Era un grupo de diez leprosos. Nueve judíos, y un samaritano. Judíos y samaritanos eran enemigos irreconciliables. No se podían ni ver. Pero la común desgracia une a estos pobres diez enfermos, olvidadas todas las rencillas.
Guardan la ley de no acercarse, y Jesús les respeta su decisión. Por eso, les grita también de lejos:
– Vayan a presentarse a los sacerdotes.
Y, mientras van de camino, se encuentran todos limpios de la terrible enfermedad.
Siguen ahora corriendo, locos de felicidad, cada uno hacia su casa. Nadie se acuerda de Jesús. Sólo el samaritano —el odiado samaritano, judío bastardo— piensa en su bienhechor, vuelve a Jesús, se postra de rodillas ante Él, mientras le dice temblando por la emoción:
– ¡Gracias, Maestro, gracias!…
Jesús valora este gesto, se emociona, y replica algo triste:
– ¿Cómo? ¿No han sido diez los curados? ¿Dónde están los otros nueve? ¿A nadie de ellos se le ha ocurrido venir a dar gloria y las gracias a Dios, sino a este extranjero?…
Tiende Jesús los brazos al que está postrado a sus pies, y le dice, casi conmovido:
– Levántate y marcha bien contento. ¡Tu fe te ha salvado!…

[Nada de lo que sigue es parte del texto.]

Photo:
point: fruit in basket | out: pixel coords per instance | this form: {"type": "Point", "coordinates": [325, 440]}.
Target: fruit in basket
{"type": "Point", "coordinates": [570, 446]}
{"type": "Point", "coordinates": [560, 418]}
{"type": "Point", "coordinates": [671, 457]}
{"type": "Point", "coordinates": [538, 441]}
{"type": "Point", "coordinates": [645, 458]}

Nos atreveríamos a decir —con mucho cariño, desde luego— que Jesús, el bueno de Jesús, tiene que irse acostumbrando a lo que le va a pasar muchas veces en adelante: ¡a dar sin recibir!…
Va a tener que  repartir sus dones, sin que nadie venga después a agradecerle nada. Como los nueve curados, que se olvidan totalmente de quien les ha hecho el bien. Se creían con derecho a todo, y al verse con las manos llenas del beneficio de Dios, ni tienen la ocurrencia de decirle un “¡Gracias, Dios mío!”…

Esa será la conducta de muchos ante tantísimos dones recibidos de Dios. Para pedir, magníficos. Para agradecer, olvidadizos del todo.
Con ello, faltan con Dios a una norma elemental de educación. La educación que se tiene con los hombres no se suele tener con Dios. Entre nosotros, un ¡Gracias! nos sale espontáneo de los labios ante cualquier favor que se nos hace.
Lo aprendemos a hacer desde niños. Cuando al pequeño se le regala una cosita y no responde nada, la mamá, muy atenta siempre, le pregunta indefectiblemente: ¿Qué se dice?… Y el niño, algo avergonzadito de que se le repita de continuo la misma lección, contesta: ¡Gracias!…
Esto lo vemos mil veces cada día. Porque no aceptamos socialmente una falta de educación que revela a su vez una falta del sentimiento más noble como es la gratitud.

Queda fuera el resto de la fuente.